Fighters for equity

Medicare bill
U.S. President Lyndon B. Johnson, left, with former President Harry S. Truman, seated right, signs the Medicare bill into law in 1965.

[Fall 2013 Centennial issue]

Tackling two-tier health care

With the creation of the Medicare and Medicaid programs in 1965, the United States began its first large-scale experiment with a formal national health system. Almost overnight, it began subsidizing medical care for the elderly and poor. But for Alonzo Yerby, who served as a consultant to the Johnson administration during the drafting of the legislation, the policy didn’t go far enough.

“Health care for the disadvantaged … tends to be piecemeal, poorly supervised, and uncoordinated,” he wrote in an address to the White House Conference on Health in January 1966, six months after the legislation was passed. “We can no longer tolerate a two-class system of health care.”

Yerby, who later became head of the HSPH Department of Health Policy and Management, remained troubled by the social injustice he saw within medicine. Creating a successful national health system, he felt, had to begin with addressing the day-today issues of people living in poverty.

An effective health service must “strike not at the symptoms, but at the causes of the health crises of our metropolitan areas,” he wrote in 1965, setting the tone for his tenure at Harvard. “The social environment of the individual … influences his health and potential for recovery from disease.” Providing quality preventive care was essential, in Yerby’s eyes. So too was access to doctors, since long waiting times and frequent travel between specialists placed a heavy burden on the poor.

Alonzo Yerby
Alonzo Yerby

Yerby died in 1994. His passion for equity and social justice in public health is perhaps his greatest legacy. During his 16 years on Harvard’s faculty, he inspired legions of students and left a lasting impression on his peers—and on his son, Mark, who followed in his father’s footsteps by earning an MD and MPH, and now maintains a private neurology practice in Portland, Oregon, where he adheres to the key principle of his father’s work. As Mark told Harvard Public Health Review in 1997, “He believed that public health was not just the purview of health professionals, but belonged to every physician.”

Bridging AIDS and human rights

Jonathan Mann, physician and advocate, pragmatist and visionary, transformed the way the world looked at AIDS. As the first head of the Global Programme on AIDS for the World Health Organization (WHO), he illuminated the intersection of health and human rights. Mann joined the HSPH faculty in 1990 as a professor of epidemiology and international health. He became the first director of the School’s François-Xavier Bagnoud (FXB) Center for Health and Human Rights, which he founded in 1992 with the Countess Albina du Boisrouvray, whose generous $20 million gift made the center’s work possible. Mann died at age 51 in 1998, in the crash of Swissair Flight 111.

Jonathan Mann
Jonathan Mann, first director of the François-Xavier Bagnoud Center for Health and Human Rights

In his leadership post at the WHO from 1986 to 1990, Mann forged the approach to AIDS now considered axiomatic: prevention, understanding the social and behavioral dynamics and patterns of sexual transmission, comprehensive surveillance, monitoring, and education, a robust program of biomedical research, and an emphasis on the rights of the individual.

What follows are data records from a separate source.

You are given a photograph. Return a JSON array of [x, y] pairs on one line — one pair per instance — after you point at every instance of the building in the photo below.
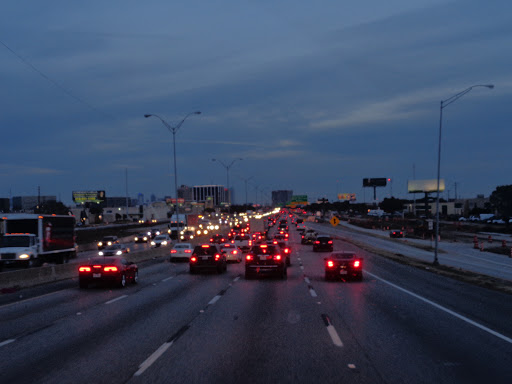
[[281, 198], [29, 203], [210, 195]]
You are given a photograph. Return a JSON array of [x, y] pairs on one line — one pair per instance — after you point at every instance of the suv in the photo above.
[[265, 259], [107, 241], [207, 256], [308, 237], [323, 243], [243, 242]]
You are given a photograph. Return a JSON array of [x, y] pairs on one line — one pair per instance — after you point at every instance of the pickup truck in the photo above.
[[243, 242]]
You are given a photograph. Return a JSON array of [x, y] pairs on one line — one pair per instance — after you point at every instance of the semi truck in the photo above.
[[31, 239]]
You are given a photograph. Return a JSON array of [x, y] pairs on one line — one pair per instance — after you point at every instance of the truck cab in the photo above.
[[19, 248]]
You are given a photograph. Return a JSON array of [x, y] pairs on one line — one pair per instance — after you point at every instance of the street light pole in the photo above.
[[444, 104], [173, 130], [228, 167]]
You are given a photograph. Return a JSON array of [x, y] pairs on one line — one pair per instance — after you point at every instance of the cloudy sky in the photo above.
[[314, 96]]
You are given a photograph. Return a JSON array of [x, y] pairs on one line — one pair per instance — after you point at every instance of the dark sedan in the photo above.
[[343, 265], [207, 257], [112, 270]]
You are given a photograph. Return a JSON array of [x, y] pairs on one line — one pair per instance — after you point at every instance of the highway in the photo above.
[[399, 325]]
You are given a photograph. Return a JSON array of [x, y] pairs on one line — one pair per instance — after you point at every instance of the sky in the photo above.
[[312, 96]]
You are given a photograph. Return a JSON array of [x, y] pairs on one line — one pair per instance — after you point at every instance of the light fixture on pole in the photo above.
[[228, 167], [444, 104], [173, 130]]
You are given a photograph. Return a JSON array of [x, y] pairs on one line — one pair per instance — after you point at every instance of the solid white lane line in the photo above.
[[116, 299], [334, 336], [7, 342], [463, 318], [151, 359]]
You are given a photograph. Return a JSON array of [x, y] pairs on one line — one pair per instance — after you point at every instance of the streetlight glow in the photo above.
[[444, 104]]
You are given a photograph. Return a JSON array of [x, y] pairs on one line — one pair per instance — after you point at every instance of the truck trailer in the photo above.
[[31, 239]]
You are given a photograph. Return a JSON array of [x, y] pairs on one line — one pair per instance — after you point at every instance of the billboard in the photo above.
[[346, 196], [81, 197], [375, 182], [420, 186]]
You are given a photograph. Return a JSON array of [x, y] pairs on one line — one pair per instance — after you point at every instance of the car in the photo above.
[[112, 270], [106, 241], [343, 264], [265, 259], [141, 238], [207, 257], [114, 250], [323, 243], [218, 239], [396, 233], [308, 237], [181, 251], [161, 241], [232, 252]]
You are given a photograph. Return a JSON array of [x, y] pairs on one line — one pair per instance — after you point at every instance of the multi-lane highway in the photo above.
[[399, 325]]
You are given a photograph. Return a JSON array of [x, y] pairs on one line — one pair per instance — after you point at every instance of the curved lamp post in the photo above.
[[173, 130], [228, 167], [444, 104]]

Today, as AIDS becomes a treatable chronic disease in many parts of the world, it is easy to forget the point at which a conscious decision was made to embark on what the Village Voice described as “a condom-based compassionate strategy to slow the spread of AIDS,” instead of opting for the repressive quarantine strategies that had many supporters. Mann “had an edgy agenda and an edgy analysis,” said Jennifer Leaning, the current director of the FXB Center. “He was critical of the pace of progress.”

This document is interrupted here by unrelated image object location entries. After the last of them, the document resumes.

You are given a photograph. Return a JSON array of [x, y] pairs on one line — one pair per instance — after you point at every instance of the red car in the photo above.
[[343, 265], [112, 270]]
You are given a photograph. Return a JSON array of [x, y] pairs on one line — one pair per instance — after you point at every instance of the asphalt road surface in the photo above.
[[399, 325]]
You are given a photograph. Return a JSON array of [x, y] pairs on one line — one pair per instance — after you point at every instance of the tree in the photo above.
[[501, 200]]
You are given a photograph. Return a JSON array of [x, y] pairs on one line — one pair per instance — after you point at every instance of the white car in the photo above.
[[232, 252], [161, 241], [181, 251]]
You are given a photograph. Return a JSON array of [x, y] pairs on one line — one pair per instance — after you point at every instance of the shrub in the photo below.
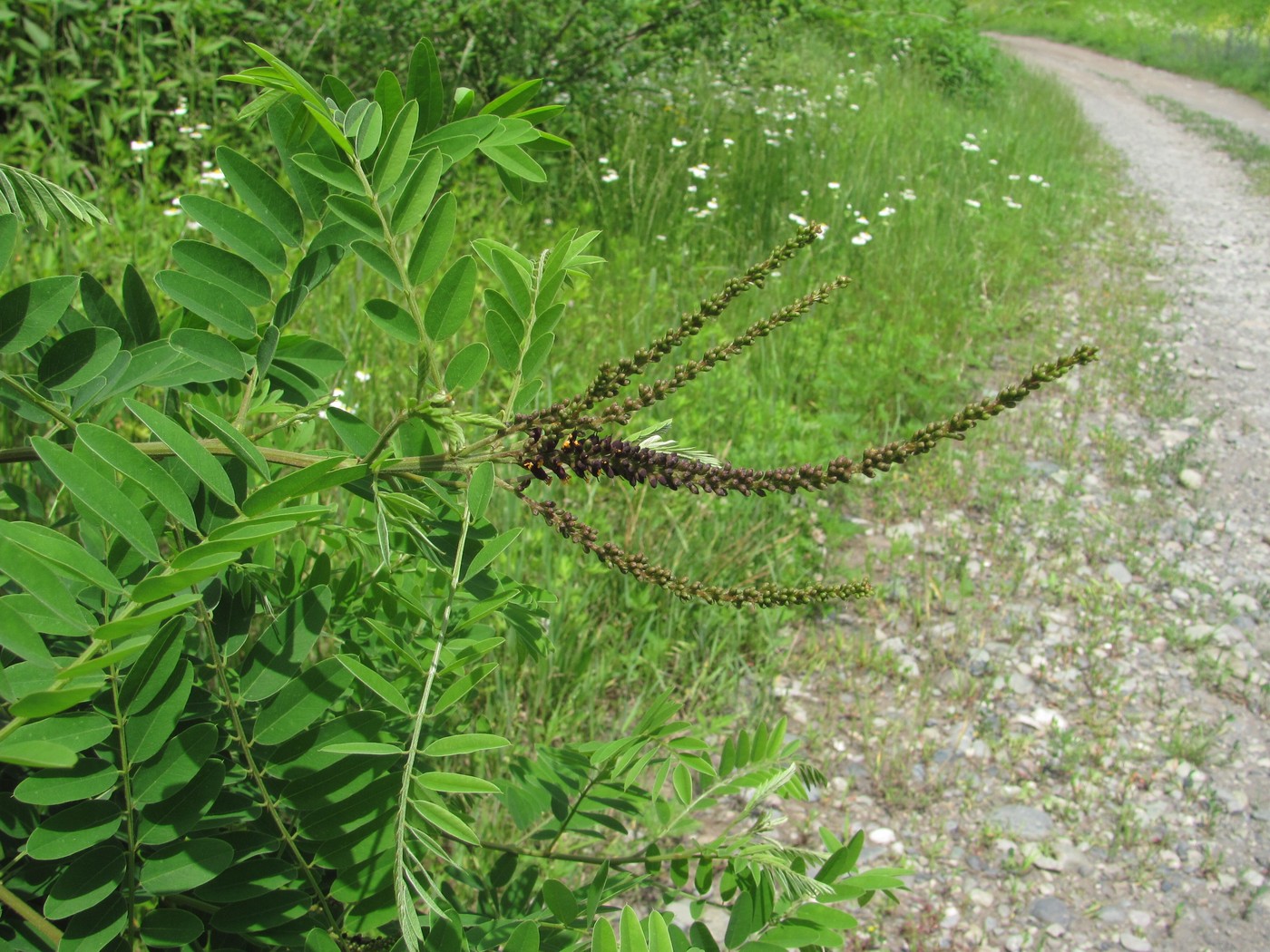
[[244, 632]]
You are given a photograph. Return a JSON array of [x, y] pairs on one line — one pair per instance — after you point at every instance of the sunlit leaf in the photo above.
[[259, 192], [451, 302]]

As Mann himself told the Second International Conference for Health and Human Rights, at Harvard University in 1996, “The tectonic plates are shifting, but it is at the intersection of health and human rights that the most radical transformation is occurring, and it is there that the future will lie.”

More than 20 years after her gift, the Countess’s passion hasn’t waned. She remains an active presence in the work of the FXB Center and related activities around the world. “There’s so much to do,” she said. “But as I look at the women and children on field trips, I get the energy to go on.”